Harris Kemp goggled, his forehead pressed to the window beside his seat. ‘Take a look back at that plateau. Makes Tharsis on Mars look like a mud pie. And those valleys . . .’
Susan seemed oddly pleased, Jophiel thought. As if she was proud of her prison-planet.
Xeelee Valley Number Five turned out to be a vast rift valley, deep and long, its walls sheer, one of several tremendous cracks in the crust that led off from the gigantic bulge of the plateau. It seemed clear to Jophiel that this feature had nothing to do with erosion by running water, like Earth’s Grand Canyon; it was nothing less than a crack in the crust of the planet.
The craft dropped into the valley, passing along one of the great walls. The light was poor, the clouds thick in this world’s dense layer of atmosphere, but still they were close enough to the wall to make out detail. Jophiel was no geologist, but he recognised the signs of past catastrophes in the complex strata. Here a sheet of basalt, a relic of some huge volcanic event, was wearing out of the wall as softer rock eroded. Above that was a layer of tumbled rocks, huge and angular, as if dumped by a tremendous tsunami. Above that beds of what looked like sandstone, deposited by some vanished ocean.

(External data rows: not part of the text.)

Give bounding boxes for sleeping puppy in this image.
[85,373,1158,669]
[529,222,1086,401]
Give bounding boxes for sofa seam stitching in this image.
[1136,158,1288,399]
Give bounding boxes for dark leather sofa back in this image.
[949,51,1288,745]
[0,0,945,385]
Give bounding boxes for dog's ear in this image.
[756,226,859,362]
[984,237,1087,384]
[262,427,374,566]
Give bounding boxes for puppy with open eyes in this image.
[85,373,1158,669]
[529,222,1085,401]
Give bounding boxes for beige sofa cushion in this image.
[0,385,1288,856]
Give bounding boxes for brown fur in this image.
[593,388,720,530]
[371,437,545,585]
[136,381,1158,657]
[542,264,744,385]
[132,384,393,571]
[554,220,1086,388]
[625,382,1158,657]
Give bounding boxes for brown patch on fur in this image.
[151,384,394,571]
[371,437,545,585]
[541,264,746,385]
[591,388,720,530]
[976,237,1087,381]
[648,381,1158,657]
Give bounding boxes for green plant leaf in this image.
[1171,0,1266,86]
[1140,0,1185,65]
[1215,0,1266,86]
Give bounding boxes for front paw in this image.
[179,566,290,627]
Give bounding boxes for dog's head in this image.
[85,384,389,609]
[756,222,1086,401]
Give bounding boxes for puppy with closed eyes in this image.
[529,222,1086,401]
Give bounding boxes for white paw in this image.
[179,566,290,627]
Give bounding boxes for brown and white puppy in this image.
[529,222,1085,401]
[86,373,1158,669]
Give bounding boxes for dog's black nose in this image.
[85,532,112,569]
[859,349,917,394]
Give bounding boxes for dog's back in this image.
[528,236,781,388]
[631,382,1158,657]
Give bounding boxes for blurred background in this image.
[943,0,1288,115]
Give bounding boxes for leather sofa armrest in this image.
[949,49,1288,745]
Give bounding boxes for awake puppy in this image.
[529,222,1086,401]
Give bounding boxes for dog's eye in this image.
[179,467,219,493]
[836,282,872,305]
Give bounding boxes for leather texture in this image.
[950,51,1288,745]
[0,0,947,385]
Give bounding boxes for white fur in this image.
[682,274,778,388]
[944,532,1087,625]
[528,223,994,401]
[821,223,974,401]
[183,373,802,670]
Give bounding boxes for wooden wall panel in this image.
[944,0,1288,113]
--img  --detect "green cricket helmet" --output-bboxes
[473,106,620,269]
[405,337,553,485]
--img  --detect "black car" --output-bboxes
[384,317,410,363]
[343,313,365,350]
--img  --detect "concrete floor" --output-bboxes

And, here and there, clinging to the strata or dangling in blankets over the cliff face, a pale, almost apologetic green.
‘Life,’ Nicola said, staring out.
Harris groaned. ‘I wish I had better instruments than my own eyes to observe all this.’

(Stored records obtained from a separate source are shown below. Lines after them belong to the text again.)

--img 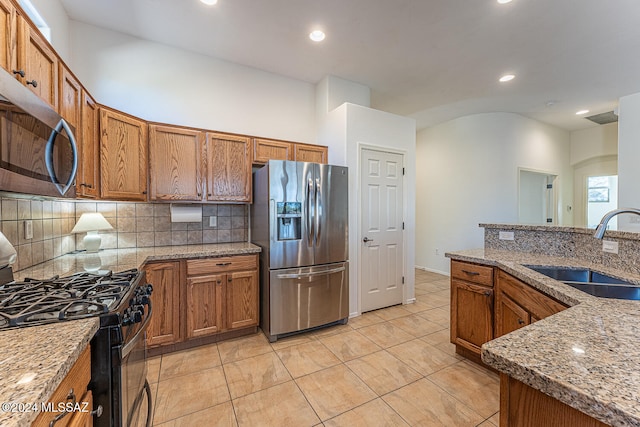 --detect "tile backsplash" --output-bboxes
[0,195,249,271]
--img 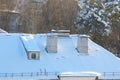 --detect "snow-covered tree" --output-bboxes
[75,0,120,35]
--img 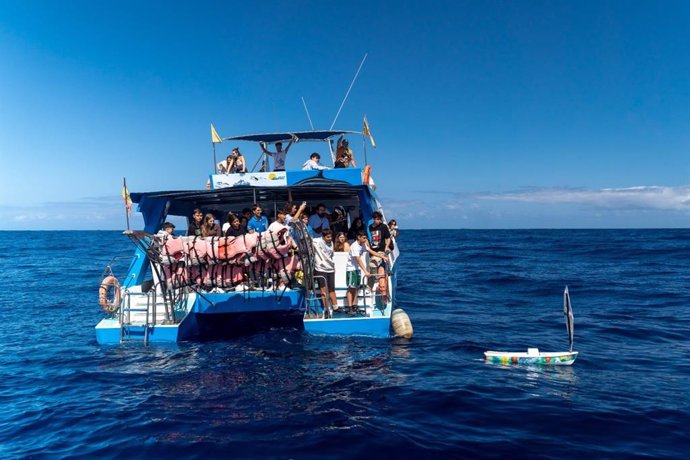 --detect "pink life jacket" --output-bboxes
[159,235,184,265]
[182,236,209,265]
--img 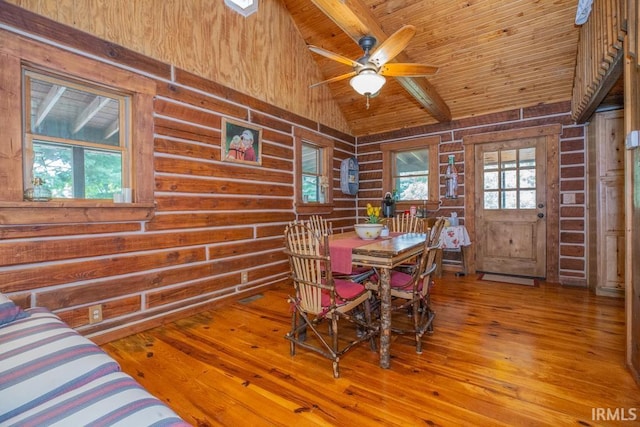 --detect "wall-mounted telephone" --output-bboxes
[340,157,359,196]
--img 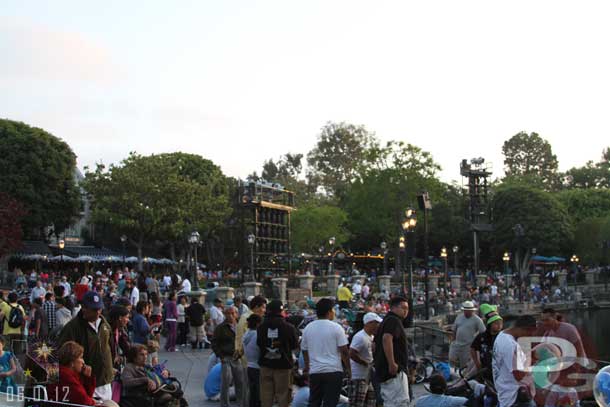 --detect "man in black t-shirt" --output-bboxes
[470,304,503,383]
[184,297,205,349]
[374,297,409,407]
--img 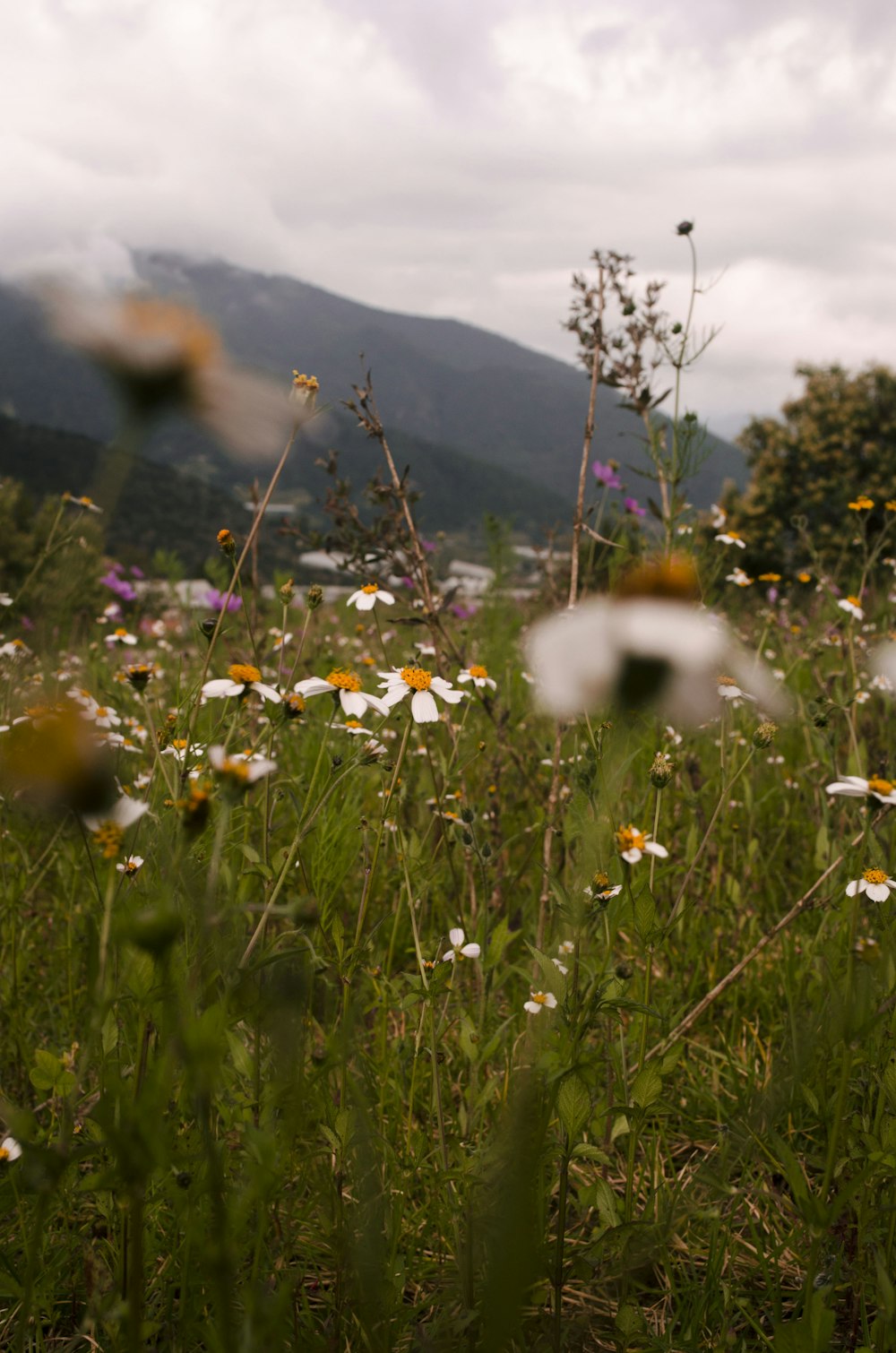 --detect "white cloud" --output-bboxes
[0,0,896,430]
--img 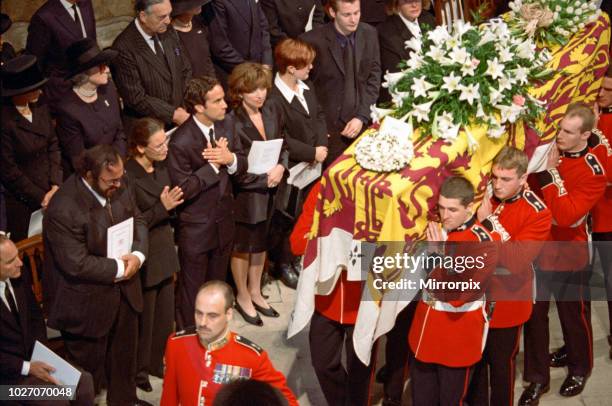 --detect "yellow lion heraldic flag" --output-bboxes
[288,13,610,363]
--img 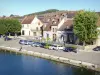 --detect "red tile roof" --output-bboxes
[58,19,73,31]
[21,16,34,24]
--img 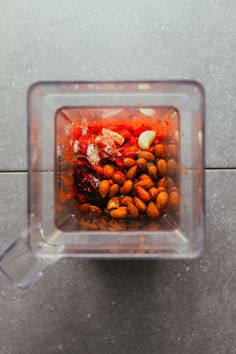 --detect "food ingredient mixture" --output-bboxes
[56,107,180,231]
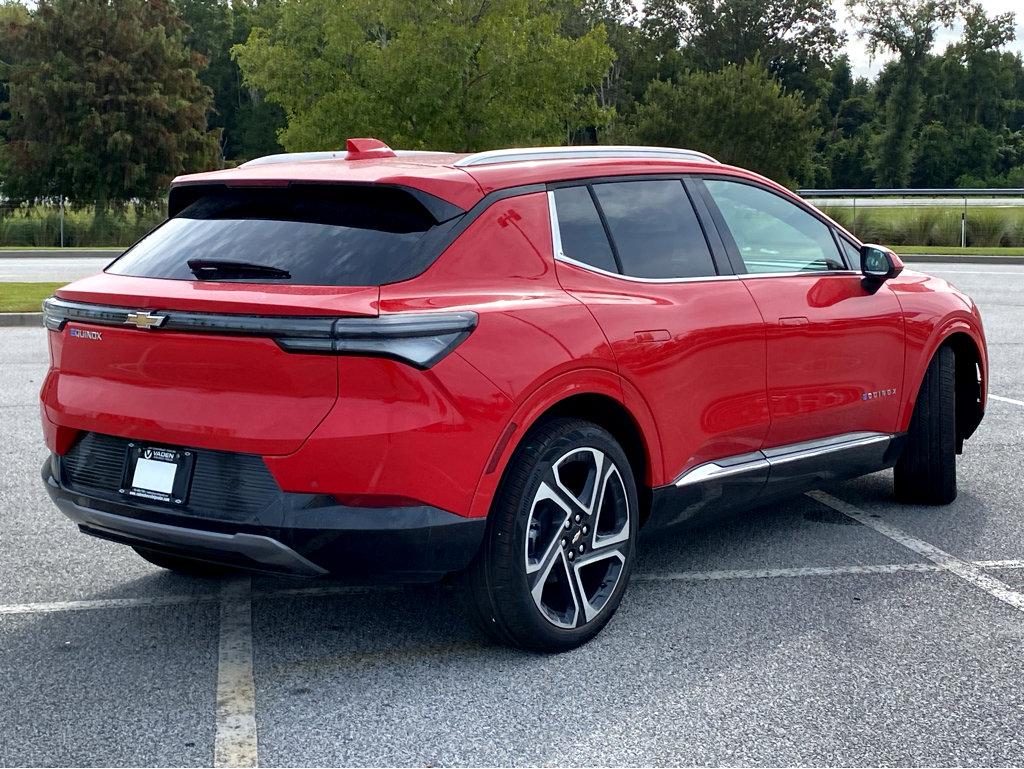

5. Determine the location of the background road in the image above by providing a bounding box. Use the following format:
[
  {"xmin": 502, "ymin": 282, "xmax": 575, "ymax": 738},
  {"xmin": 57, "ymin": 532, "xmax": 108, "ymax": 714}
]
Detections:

‘Maybe next trip,’ Jophiel murmured. ‘If we can get the Ghosts to trust us a little more . . . Is it life, though, Susan?’
‘Indeed it is. And native to Goober c, as far as we were able to tell, back in the days when we had the means to study it, when some of the original crew survived. Alongside the first generations who we managed to train up, to some extent.’

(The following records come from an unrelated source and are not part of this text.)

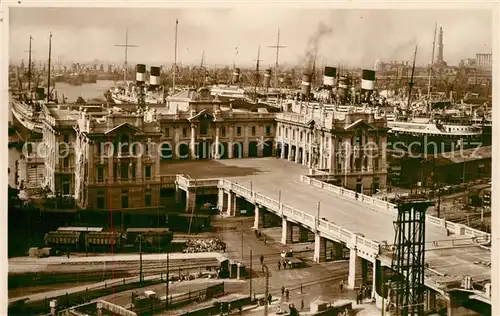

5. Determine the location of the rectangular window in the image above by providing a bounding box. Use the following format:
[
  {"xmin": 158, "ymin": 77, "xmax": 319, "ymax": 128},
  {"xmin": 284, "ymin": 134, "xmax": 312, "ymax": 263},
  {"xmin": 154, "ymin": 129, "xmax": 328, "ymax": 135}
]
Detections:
[
  {"xmin": 122, "ymin": 195, "xmax": 128, "ymax": 208},
  {"xmin": 97, "ymin": 196, "xmax": 104, "ymax": 209},
  {"xmin": 144, "ymin": 193, "xmax": 152, "ymax": 206},
  {"xmin": 97, "ymin": 166, "xmax": 104, "ymax": 182},
  {"xmin": 120, "ymin": 163, "xmax": 128, "ymax": 180}
]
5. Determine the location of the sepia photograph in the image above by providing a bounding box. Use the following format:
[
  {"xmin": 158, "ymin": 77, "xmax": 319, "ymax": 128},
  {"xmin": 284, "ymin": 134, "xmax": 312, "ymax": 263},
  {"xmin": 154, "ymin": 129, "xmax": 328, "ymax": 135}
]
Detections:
[{"xmin": 2, "ymin": 1, "xmax": 498, "ymax": 316}]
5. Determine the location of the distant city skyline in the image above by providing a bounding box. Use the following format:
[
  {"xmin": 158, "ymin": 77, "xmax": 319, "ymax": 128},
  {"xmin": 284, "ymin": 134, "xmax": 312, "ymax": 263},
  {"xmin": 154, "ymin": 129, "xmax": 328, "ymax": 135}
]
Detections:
[{"xmin": 9, "ymin": 8, "xmax": 492, "ymax": 68}]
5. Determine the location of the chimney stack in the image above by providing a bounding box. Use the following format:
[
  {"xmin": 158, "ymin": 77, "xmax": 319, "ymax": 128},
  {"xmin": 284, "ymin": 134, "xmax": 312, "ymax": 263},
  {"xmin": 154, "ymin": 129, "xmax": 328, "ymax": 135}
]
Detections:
[
  {"xmin": 264, "ymin": 69, "xmax": 271, "ymax": 88},
  {"xmin": 135, "ymin": 64, "xmax": 146, "ymax": 84},
  {"xmin": 149, "ymin": 66, "xmax": 160, "ymax": 87}
]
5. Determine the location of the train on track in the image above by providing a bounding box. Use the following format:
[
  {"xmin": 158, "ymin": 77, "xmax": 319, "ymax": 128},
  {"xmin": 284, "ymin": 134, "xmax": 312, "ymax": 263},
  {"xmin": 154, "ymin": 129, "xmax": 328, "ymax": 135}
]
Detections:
[{"xmin": 44, "ymin": 227, "xmax": 174, "ymax": 252}]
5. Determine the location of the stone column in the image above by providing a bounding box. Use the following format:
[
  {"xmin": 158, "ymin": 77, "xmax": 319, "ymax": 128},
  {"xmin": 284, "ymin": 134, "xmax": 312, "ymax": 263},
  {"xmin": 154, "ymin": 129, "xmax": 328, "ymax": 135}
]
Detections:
[
  {"xmin": 372, "ymin": 259, "xmax": 376, "ymax": 299},
  {"xmin": 253, "ymin": 205, "xmax": 264, "ymax": 230},
  {"xmin": 299, "ymin": 227, "xmax": 309, "ymax": 242},
  {"xmin": 281, "ymin": 217, "xmax": 293, "ymax": 245},
  {"xmin": 307, "ymin": 131, "xmax": 314, "ymax": 168},
  {"xmin": 314, "ymin": 233, "xmax": 326, "ymax": 263},
  {"xmin": 327, "ymin": 135, "xmax": 335, "ymax": 173},
  {"xmin": 214, "ymin": 126, "xmax": 220, "ymax": 159},
  {"xmin": 241, "ymin": 125, "xmax": 250, "ymax": 158},
  {"xmin": 347, "ymin": 248, "xmax": 358, "ymax": 290},
  {"xmin": 189, "ymin": 124, "xmax": 197, "ymax": 160},
  {"xmin": 226, "ymin": 192, "xmax": 236, "ymax": 216}
]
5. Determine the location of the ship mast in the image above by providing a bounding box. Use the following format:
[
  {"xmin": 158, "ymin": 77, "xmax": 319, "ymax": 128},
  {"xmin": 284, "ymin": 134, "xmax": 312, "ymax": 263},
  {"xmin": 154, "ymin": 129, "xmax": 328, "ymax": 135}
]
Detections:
[
  {"xmin": 47, "ymin": 32, "xmax": 52, "ymax": 102},
  {"xmin": 172, "ymin": 19, "xmax": 179, "ymax": 93},
  {"xmin": 427, "ymin": 23, "xmax": 437, "ymax": 110},
  {"xmin": 406, "ymin": 46, "xmax": 417, "ymax": 111}
]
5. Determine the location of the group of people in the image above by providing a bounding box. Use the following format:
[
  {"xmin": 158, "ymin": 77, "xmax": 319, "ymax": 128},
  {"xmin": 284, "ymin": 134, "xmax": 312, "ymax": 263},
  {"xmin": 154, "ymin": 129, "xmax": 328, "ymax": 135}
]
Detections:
[{"xmin": 183, "ymin": 238, "xmax": 226, "ymax": 253}]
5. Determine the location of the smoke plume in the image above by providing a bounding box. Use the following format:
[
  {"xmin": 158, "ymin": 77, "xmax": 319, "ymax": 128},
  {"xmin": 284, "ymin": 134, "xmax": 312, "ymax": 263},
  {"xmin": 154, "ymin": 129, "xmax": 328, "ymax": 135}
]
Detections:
[{"xmin": 302, "ymin": 22, "xmax": 333, "ymax": 71}]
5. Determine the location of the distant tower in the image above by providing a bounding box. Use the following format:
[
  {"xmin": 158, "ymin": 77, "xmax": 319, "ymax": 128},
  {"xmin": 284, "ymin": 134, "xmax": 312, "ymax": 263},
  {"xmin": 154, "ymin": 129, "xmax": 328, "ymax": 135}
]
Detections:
[{"xmin": 436, "ymin": 27, "xmax": 446, "ymax": 66}]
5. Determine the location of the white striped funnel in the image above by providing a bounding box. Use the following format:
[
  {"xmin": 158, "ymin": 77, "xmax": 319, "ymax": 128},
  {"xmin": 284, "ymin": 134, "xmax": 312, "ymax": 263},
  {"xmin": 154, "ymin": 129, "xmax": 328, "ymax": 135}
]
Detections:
[
  {"xmin": 149, "ymin": 66, "xmax": 160, "ymax": 86},
  {"xmin": 361, "ymin": 69, "xmax": 375, "ymax": 91}
]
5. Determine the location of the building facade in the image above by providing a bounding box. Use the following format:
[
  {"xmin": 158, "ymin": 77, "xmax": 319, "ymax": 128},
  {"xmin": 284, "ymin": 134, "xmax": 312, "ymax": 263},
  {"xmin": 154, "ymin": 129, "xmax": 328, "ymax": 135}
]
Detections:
[{"xmin": 37, "ymin": 89, "xmax": 387, "ymax": 213}]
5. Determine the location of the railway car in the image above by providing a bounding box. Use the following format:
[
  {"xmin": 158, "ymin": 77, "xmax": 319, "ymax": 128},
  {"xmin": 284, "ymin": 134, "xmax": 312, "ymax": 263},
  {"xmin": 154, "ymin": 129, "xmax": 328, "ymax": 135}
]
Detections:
[
  {"xmin": 86, "ymin": 232, "xmax": 123, "ymax": 252},
  {"xmin": 44, "ymin": 231, "xmax": 85, "ymax": 251}
]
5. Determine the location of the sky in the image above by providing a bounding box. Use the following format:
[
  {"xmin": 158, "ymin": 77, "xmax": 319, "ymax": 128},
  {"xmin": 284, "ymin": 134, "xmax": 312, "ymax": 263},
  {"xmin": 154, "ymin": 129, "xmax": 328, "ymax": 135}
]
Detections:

‘Anaerobic, though,’ Harris said. ‘The life here. Every scrap of it we’ve seen so far. That is, it doesn’t exploit oxygen.’
‘Correct,’ Susan said. ‘That’s what we worked out. You understand the thick air of this world is choked with carbon dioxide – that alone would contribute about five times as much pressure as all of Earth’s atmosphere. A product of all the volcanism, no doubt. It traps a lot of heat, making the planet warmer than it has any right to be so far from the star.
‘And the carbon dioxide in the air is what the life here feeds off. There’s some kind of metabolic chain that exploits sunlight to cause carbon dioxide to react with other gases and minerals to liberate hydrogen – and it’s the recombination of hydrogen that seems to power the larger and more complex plant growths. And animal life. Hydrogen plays the role that oxygen does on our worlds. Well – again, we thought so. We were never able to survey properly. This world is so large, you see, that its continents have remained largely islands, cut off from each other, and entirely different evolutionary strategies seem to have been tried out. As if there were several planets compressed into one. The Ghosts keep the fauna away. We never got a close look. But anyhow it will soon make no difference.’
The Island crew listened to this, electrified.
Jophiel said, ‘You’re talking about the upcoming nova event.’
‘Indeed.’
Harris nodded. ‘I’ve done more work on that with Asher. That star is becoming more unstable every time we look at it. It will climax in a violent event soon – maybe only months away – it will be something like a nova, yes. And this world will be battered.’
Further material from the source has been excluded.